Description
Delicious and savory spinach and ricotta rolls wrapped in puff pastry, perfect as a snack, appetizer, or light meal.
Ingredients
Scale
- 250g ricotta cheese
- 200g fresh spinach (or 150g frozen, thawed and drained)
- 1 egg
- 2 sheets puff pastry, thawed
- 1/2 cup grated Parmesan cheese
- 1/4 tsp ground nutmeg
- Salt and pepper to taste
- 1 egg, beaten (for egg wash)
- 1 tbsp sesame seeds or poppy seeds (optional, for topping)
Instructions
- Preheat oven to 200°C (390°F) and line a baking tray with parchment paper.

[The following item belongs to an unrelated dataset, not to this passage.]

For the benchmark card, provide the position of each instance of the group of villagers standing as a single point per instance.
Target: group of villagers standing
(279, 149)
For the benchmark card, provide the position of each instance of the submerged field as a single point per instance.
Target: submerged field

- Blanch the spinach in boiling water for 1-2 minutes, then drain and finely chop (or thaw and squeeze out excess water if using frozen spinach).

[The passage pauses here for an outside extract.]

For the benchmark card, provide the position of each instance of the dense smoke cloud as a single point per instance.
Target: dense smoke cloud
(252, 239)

- In a bowl, mix chopped spinach, ricotta cheese, 1 egg, Parmesan, nutmeg, salt, and pepper until well combined.
- Cut each puff pastry sheet in half to make 4 rectangles.
- Spoon the spinach mixture along one long edge of each pastry piece and roll up tightly to enclose the filling, sealing the edge with water.
- Place rolls seam-side down on the baking tray, brush with beaten egg, and sprinkle with seeds if using.
- Cut each roll into smaller bite-sized pieces if desired, and bake for 20–25 minutes or until golden and puffed.
Notes
- You can add crumbled feta for a saltier flavor.
- These rolls can be frozen before baking and cooked straight from the freezer.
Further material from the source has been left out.